Supporting the Arts in Western Massachusetts and Beyond

October 3, 2022

REVIEW: Berkshire Theatre Festival, "Edward Albee’s “Seascape”

Berkshire Theatre Festival – Unicorn Stage, Stockbridge, MA
through October 23, 2022
by Jarice Hanson

Photo by Emma K. Rothenberg-Ware
What happens when you put a married couple in their not-quite-later-life years on a beach, only to find that the most engaging interactions they have are not with each other, but rather, with a couple of lizards? In the fertile mind of Edward Albee, the answer is not only self-examination, but a treatise on life itself.

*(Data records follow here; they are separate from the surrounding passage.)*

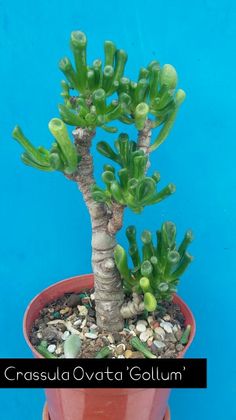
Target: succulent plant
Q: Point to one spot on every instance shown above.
(131, 188)
(102, 95)
(156, 269)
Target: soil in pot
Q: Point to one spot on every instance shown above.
(162, 332)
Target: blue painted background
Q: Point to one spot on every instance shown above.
(45, 232)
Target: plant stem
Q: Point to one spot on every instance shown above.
(105, 223)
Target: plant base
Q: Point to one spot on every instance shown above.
(47, 417)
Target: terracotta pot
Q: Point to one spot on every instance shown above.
(99, 404)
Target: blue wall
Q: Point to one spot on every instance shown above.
(45, 232)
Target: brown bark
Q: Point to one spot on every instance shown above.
(105, 223)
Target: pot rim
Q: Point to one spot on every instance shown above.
(90, 277)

For those who are new to Albee, “Seascape” is a lot to absorb, but if you know the author’s body of work, this play, which won the 1975 Pulitzer Prize, reflects some of his most common themes, like two couples whose generations are marked by social and cultural values, and the irony of humanity as a self-reflexive activity.

In the Berkshire Theatre Group’s production of “Seascape” David Adkins and Corinna May play the married couple, Charlie and Nancy, who know how to goad each other into an argument. Act I is entirely a window into their lives and despite their repartee, we see the characters as the couple they have become, rather than the individuals who were initially drawn together. 

Then, just before intermission, Tim Jones and Kate Goble, as two lizards, Leslie and Sarah appear, and the proverbial plot thickens. Act II features some of Albee’s most insightful dialog and this foursome masterfully mine the humor and raise the question of which couple represents “the beast.” All four actors play their roles beautifully, but Jones’ physicality is mind-boggling as he crawls from level to level with lizard-esque ease.

Director Eric Hill and the production team that includes Movement Director Isadora Wolfe, Scenic Designer Randall Parsons, Costume Designer Elivia Bovenzi Blitz (who should get a special shout-out for the magnificent lizard costumes), Lighting Designer Matthew E. Adelson, and Composer/Sound Designer Scott Killian (who provided seat-rattling sound effects that bring the audience into the tension of the moment) all contribute to the suggestion of reality in an unrealistic and absurd situation.    

The press announcement quotes The New Yorker; “Of all Mr. Albee’s plays, 'Seascape' is the most exquisitely written'.”  That statement may be true, but it takes an audience with a little Albee-savvy and a willingness to explore humanity from an inter-species perspective to give oneself to this type of theatrical experience. But in a world in which space aliens and super-heroes dominate popular culture, “Seascape” fits the zeitgeist.  

A special sensory-friendly performance will take place on October 13.